CROZET, Va. (AP) - The Albemarle Blue Ridge Heritage Project has introduced the first portion of a monument for families who were displaced from their land years ago to make way for part of a national park in the county.
The first phase of the monument, a nonfunctioning chimney, is underway at Patricia Ann Byrom Forest Preserve Park and features a plaque with the last names of families who were removed from the land around the 1930s to create Shenandoah National Park.
The site is on Albemarle County land in the White Hall District of the county, approximately 45 minutes from Charlottesville.

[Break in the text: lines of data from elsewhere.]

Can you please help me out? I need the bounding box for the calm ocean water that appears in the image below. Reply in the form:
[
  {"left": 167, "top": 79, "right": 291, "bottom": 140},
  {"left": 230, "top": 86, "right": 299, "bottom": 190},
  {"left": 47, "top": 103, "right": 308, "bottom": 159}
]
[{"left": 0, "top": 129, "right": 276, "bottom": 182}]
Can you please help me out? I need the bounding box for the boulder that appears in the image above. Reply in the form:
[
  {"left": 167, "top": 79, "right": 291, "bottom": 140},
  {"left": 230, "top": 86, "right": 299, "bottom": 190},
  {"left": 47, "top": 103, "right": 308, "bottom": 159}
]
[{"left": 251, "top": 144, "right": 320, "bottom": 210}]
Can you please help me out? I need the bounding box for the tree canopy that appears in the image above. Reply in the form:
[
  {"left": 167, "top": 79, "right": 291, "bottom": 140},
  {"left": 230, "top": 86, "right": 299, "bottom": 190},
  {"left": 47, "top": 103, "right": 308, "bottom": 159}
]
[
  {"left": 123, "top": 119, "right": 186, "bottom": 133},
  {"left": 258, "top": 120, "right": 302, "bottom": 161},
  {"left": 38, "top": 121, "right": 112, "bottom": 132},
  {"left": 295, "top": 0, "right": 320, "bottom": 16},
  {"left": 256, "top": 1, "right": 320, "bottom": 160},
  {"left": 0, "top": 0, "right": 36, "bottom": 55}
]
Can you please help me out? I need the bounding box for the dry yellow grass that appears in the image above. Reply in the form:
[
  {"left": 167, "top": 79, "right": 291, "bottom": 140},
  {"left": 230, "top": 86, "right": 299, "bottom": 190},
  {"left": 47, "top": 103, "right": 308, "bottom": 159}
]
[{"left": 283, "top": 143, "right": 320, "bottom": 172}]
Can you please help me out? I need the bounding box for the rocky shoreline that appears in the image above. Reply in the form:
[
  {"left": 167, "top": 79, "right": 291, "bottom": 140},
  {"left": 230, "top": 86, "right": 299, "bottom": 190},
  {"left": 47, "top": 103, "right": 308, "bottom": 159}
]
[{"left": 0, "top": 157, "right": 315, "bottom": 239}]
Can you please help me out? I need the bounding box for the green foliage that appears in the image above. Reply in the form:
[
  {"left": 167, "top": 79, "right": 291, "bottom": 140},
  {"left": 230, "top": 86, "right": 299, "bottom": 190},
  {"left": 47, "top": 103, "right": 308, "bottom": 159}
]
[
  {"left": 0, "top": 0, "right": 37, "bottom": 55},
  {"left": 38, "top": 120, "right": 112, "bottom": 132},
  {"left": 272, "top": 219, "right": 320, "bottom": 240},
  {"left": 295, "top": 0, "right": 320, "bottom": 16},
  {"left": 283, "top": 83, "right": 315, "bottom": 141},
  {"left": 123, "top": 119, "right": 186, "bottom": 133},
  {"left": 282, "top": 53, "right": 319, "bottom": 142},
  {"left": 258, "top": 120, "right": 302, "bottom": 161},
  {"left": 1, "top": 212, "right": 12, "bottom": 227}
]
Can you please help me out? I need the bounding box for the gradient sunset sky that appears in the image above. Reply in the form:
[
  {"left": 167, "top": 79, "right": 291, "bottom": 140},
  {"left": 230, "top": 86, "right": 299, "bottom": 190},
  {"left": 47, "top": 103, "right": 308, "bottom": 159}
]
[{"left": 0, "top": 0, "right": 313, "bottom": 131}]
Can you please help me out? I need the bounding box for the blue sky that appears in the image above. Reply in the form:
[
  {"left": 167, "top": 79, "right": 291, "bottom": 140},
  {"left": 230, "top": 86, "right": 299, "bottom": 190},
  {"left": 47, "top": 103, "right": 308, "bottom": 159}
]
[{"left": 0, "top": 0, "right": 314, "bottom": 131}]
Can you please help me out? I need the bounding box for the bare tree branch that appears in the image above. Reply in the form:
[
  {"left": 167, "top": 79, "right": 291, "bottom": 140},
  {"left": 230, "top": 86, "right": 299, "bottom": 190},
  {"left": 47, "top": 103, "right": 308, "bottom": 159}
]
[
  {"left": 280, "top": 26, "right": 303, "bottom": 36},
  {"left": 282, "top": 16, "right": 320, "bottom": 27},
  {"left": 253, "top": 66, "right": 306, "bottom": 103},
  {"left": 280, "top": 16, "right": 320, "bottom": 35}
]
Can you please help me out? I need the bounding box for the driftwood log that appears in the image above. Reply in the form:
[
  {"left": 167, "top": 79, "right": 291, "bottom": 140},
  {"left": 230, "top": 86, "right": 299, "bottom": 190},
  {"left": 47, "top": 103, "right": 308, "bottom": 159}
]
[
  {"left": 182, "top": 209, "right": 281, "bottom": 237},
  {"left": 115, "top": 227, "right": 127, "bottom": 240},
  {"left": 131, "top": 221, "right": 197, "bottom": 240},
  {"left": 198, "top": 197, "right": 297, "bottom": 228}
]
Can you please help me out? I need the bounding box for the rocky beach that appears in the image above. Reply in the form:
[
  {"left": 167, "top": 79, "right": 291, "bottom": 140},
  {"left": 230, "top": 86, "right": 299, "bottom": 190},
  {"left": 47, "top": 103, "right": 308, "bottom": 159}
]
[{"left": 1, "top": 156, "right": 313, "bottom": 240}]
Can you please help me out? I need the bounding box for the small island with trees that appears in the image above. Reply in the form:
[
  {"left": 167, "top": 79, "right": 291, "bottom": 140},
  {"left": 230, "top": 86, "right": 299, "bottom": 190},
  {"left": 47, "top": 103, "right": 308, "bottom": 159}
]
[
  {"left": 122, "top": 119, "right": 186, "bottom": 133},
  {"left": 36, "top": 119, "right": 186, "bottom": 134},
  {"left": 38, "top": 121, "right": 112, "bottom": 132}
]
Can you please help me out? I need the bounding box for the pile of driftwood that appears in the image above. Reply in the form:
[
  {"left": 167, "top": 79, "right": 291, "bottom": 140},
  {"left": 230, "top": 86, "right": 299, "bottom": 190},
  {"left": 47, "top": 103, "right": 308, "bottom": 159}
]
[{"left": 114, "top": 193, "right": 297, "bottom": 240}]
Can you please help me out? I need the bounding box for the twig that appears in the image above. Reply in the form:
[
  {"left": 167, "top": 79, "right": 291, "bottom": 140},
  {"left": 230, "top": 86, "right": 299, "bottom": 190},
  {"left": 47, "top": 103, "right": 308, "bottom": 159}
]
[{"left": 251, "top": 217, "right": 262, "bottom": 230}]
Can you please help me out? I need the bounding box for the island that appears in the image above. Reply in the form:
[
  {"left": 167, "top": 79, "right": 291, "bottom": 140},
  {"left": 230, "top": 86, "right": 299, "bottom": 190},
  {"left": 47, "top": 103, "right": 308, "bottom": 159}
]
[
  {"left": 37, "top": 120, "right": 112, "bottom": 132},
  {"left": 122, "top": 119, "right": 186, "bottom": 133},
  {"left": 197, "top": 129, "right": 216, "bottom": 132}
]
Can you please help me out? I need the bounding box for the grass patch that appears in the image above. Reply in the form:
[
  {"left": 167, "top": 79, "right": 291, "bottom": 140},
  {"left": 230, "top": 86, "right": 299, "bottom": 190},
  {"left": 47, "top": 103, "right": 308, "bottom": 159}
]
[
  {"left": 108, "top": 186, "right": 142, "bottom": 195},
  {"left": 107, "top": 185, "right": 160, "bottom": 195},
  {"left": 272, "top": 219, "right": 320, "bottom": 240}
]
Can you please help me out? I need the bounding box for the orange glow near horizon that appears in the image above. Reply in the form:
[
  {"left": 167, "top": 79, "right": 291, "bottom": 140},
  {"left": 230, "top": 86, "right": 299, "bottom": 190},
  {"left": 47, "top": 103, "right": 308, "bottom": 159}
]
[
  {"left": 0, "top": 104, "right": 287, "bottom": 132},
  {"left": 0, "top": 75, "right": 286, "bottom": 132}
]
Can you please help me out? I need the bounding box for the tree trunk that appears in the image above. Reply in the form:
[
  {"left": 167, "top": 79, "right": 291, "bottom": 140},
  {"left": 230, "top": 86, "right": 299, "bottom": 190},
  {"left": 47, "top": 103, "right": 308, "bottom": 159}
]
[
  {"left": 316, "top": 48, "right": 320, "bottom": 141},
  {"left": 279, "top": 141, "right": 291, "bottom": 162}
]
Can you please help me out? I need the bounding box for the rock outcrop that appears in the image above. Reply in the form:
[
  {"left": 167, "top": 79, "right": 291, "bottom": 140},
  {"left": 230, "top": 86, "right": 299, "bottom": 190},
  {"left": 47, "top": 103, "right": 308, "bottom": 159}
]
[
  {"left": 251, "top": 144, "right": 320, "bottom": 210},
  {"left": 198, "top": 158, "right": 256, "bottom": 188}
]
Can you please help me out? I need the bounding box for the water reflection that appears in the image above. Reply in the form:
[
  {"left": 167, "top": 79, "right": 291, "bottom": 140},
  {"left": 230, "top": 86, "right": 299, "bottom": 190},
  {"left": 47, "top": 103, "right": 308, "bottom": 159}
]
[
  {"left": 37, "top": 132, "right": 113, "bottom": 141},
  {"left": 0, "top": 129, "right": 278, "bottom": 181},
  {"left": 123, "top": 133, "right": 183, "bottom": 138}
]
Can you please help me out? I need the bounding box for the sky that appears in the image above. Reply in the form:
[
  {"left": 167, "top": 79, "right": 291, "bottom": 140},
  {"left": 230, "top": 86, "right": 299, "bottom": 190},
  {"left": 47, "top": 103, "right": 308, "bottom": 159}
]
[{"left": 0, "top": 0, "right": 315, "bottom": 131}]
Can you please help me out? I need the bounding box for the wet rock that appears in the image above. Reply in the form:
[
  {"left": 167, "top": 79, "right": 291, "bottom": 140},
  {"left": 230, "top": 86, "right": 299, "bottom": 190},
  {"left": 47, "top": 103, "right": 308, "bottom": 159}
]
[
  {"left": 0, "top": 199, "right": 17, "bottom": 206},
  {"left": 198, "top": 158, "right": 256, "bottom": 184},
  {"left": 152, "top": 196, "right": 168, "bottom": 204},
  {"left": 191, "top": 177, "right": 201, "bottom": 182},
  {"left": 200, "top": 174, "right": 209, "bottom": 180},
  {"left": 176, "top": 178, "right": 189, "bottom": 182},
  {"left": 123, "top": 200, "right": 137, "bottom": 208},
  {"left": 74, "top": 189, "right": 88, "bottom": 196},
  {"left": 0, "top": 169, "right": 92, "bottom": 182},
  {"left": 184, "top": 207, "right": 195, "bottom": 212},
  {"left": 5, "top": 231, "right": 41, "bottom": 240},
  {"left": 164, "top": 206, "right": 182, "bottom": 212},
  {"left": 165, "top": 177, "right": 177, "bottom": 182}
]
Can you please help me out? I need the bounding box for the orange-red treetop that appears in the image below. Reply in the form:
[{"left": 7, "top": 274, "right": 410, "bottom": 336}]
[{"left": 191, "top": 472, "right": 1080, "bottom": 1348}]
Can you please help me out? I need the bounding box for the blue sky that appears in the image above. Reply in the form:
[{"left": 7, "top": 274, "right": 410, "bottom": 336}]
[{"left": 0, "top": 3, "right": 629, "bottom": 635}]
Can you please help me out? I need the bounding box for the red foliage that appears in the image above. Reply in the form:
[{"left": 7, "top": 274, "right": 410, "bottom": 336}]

Paul Cantrell, of the Albemarle Blue Ridge Heritage Project’s steering committee, said the purpose of the monument is part of an effort to recognize and honor the heritage of the landowners, as well as tenants and caretakers, who once lived on the land. It’s also designed to resemble what might have stood in that area at the time when people still lived on the land.
“What we’re doing here today is we’re trying to honor the people from Albemarle County who were displaced when they created Shenandoah National Park,” he said.
The Albemarle County project is one of many proposed by the Blue Ridge Heritage Project, a nonprofit group of volunteers working to recognize the individuals and families in the surrounding counties who were displaced from their land in order to create Shenandoah National Park. Those eight counties are Albemarle, Augusta, Greene, Madison, Page, Rappahannock, Rockingham and Warren.
According to an entry on Shenandoah National Park’s website about the displacement, that park was put together from more than 3,000 tracts of land that were purchased or condemned by Virginia and given to the federal government in the 1930s. Approximately 500 families were displaced in the process, according to the park’s website.
The chimney and plaque are the first phase in the Albemarle County project. The second phase consists of a shelter adjacent to the chimney that will include additional information about the project and history of the area.
“That shelter is going to have information panels in it to talk a little bit about that heritage and also be a place where we can host cultural events, music . and invite people out so that we can keep that alive for future generations,” Cantrell said.
The fundraiser goal for the project is $25,000, according to the Albemarle Blue Ridge Heritage Project’s website. So far, $7,320 has been raised from several individual donations.
In addition to that total, the Albemarle County project received a $2,000 donation from the Charlottesville Area Association of Realtors that is going toward phase two of the project, Cantrell said.
Of that $2,000, CAAR communications chairman Jack Crocker said $1,500 came from a grant they applied for through the National Association of Realtors, and the remaining $500 came from CAAR. The additional money was added to match the $2,000 contribution CAAR made to a similar project for the Blue Ridge Heritage Project in Madison County.
“It’s just a way to honor the people and the families that made a sacrifice when they were displaced back in the ‘30s,” Crocker said.
Ann H. Mallek, supervisor for the White Hall District, attended the event and said an important aspect of this project is that it’s “a healing effort” and that it’s “really bringing some comfort and some closure in a way to the descendants of the families.”
“It’s a missing gap in our history, and so having this here will really help to tell the story and to help new people learn about it, and longtime residents, as well,” she said.
Cantrell said the Albemarle Blue Ridge Heritage Project is still looking for more information about any other families or tenants and caretakers who lived in the area at the time of the displacement.
“Land records exist, so people who were owners in the park, we basically have those names,” he said. “But people who were tenants and caretakers of property up there, a lot of those names are not in any type of formal record.”